# More rocks?



## superf1sh (Mar 23, 2008)

Hey guys,

I think I need more rocks, should I build it to be about half way up or make the bottom be filled with more caves? any advice is appreciated =D


----------



## Sid_P (Feb 20, 2007)

A 3D rock background and some more rocks towards the back would look really nice IMO.

If you just want the rocks on their own then yes, a few more would be pleasing to the eye.
Just try can keep to rocks of the same type or similar texture/ colour as is generally the case when found in nature ...otherwise it just looks artifical ...glad to see you have arranged your existing stones well and not made a mini stonehenge or bus shelter ...LOL!! 
BTW what size is the tank??


----------



## superf1sh (Mar 23, 2008)

Hey Sid_P,

Thanks for the reply. This is a 50 gallon tank. I plan on purchasing more rocks today from the landscape store, so expect an update!


----------



## Hoosier Tank (May 8, 2007)

superf1sh said:


> Hey Sid_P,
> 
> Thanks for the reply. This is a 50 gallon tank. I plan on purchasing more rocks today from the landscape store, so expect an update!


Good call, higher wont hurt. If you want to, try stacking them either on the ends tapering towards the center or Higher in the center tapering towards the ends, Maybe higher on on end sloped to the other. Each for a different look every time you do a "deep clean"...


----------



## superf1sh (Mar 23, 2008)

Check it out, let me know what you guys think.


----------



## stslimited84 (Oct 5, 2007)

superf1sh said:


> Check it out, let me know what you guys think.

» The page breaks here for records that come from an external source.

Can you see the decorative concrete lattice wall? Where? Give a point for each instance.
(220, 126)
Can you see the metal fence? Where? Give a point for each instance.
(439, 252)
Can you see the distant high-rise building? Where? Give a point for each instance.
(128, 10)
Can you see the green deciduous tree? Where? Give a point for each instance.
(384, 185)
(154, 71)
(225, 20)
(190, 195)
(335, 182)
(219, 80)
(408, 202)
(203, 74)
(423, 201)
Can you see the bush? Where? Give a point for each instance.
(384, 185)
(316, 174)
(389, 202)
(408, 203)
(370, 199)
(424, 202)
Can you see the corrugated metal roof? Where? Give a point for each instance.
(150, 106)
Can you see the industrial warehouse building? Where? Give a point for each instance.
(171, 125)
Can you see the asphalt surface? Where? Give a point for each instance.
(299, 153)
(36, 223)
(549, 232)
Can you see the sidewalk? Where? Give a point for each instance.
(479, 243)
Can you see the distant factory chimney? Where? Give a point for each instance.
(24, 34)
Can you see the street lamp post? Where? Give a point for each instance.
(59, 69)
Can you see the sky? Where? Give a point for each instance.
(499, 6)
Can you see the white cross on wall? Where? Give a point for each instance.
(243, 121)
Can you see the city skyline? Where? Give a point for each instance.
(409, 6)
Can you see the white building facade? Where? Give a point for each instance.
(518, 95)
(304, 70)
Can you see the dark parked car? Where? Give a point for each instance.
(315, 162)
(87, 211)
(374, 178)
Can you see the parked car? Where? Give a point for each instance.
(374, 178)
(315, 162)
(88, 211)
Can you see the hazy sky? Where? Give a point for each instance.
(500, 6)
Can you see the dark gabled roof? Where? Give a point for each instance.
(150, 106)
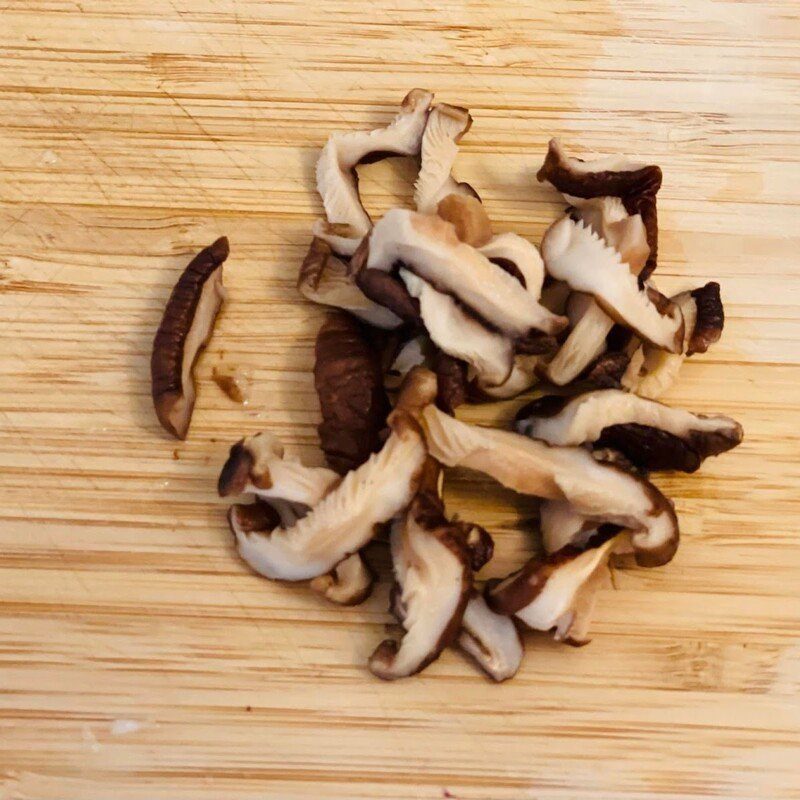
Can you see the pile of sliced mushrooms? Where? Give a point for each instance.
(433, 310)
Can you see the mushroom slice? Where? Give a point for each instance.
(432, 569)
(652, 372)
(459, 334)
(600, 492)
(348, 377)
(345, 519)
(348, 584)
(573, 253)
(653, 436)
(468, 217)
(635, 183)
(186, 326)
(429, 247)
(522, 254)
(491, 639)
(337, 182)
(556, 593)
(257, 465)
(326, 279)
(445, 127)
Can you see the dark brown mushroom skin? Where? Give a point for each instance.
(348, 377)
(636, 188)
(166, 362)
(710, 318)
(655, 450)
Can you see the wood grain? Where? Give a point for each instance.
(132, 133)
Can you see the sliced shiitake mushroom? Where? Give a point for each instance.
(348, 377)
(327, 280)
(428, 246)
(574, 253)
(556, 592)
(653, 436)
(186, 326)
(346, 518)
(491, 639)
(598, 491)
(337, 181)
(445, 127)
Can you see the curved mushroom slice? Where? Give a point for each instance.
(491, 639)
(348, 584)
(652, 372)
(635, 183)
(599, 492)
(345, 519)
(186, 326)
(459, 334)
(653, 436)
(573, 253)
(326, 279)
(257, 465)
(445, 127)
(429, 247)
(348, 377)
(556, 593)
(468, 216)
(522, 254)
(432, 568)
(337, 182)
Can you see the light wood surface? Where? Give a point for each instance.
(139, 659)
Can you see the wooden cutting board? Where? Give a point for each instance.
(139, 659)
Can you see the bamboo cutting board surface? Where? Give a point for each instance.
(139, 659)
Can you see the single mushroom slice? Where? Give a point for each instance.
(651, 372)
(459, 334)
(327, 280)
(491, 639)
(337, 181)
(346, 518)
(651, 435)
(575, 254)
(429, 247)
(634, 182)
(598, 491)
(348, 377)
(432, 566)
(557, 592)
(514, 249)
(186, 326)
(468, 216)
(445, 127)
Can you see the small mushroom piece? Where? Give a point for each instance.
(337, 181)
(346, 518)
(491, 639)
(445, 127)
(575, 254)
(257, 465)
(348, 377)
(468, 216)
(348, 583)
(429, 247)
(599, 492)
(651, 372)
(635, 183)
(510, 247)
(556, 593)
(326, 279)
(186, 326)
(433, 572)
(459, 334)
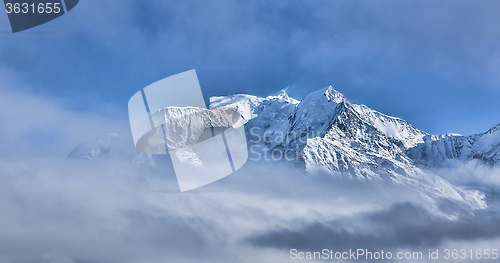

I think it looks good. I, personally, would take some out of the middle and create more of an open area, but thats totally up to you :thumb:


----------



## D-007 (Jan 3, 2008)

Hmm ... I'd go with more of the rocks to the sides and less in the middle; almost like in your first picture but higher at each side - as close to the top as you *safely* can.

Just my 2Â¢


----------



## Boomr99 (Dec 19, 2007)

+1 on needing a background.
Otherwise looks really good now.


----------



## Sid_P (Feb 20, 2007)

Yes that's working well! ...nice work with the stacking - leaving plenty of grooves and crevices for smaller fish to enter....a background though would complete a good looking tank...think about it! :wink:


----------



## bones06 (Sep 26, 2007)

I agree on needing the background, and clearing a little from the center and adding it to one side. Great job on the rock selection, they look very nice and natural.


----------



## superf1sh (Mar 23, 2008)

Right now it's just the glossy black background. Ty for all the feedback


----------



## rayzorhead (Apr 9, 2008)

What kind of rocks are these??? Where can you get this type of rocks from? Hardware store?


----------



## superf1sh (Mar 23, 2008)

Hey rayzorhead,

I started off finding some of these rocks at my local park/marina by water. I got the rest from a 'Landscape store', where they sell a whole bunch of different rocks. Just find one around you, if there's any in Australia. I hope that helps. I think they're River Rocks.


----------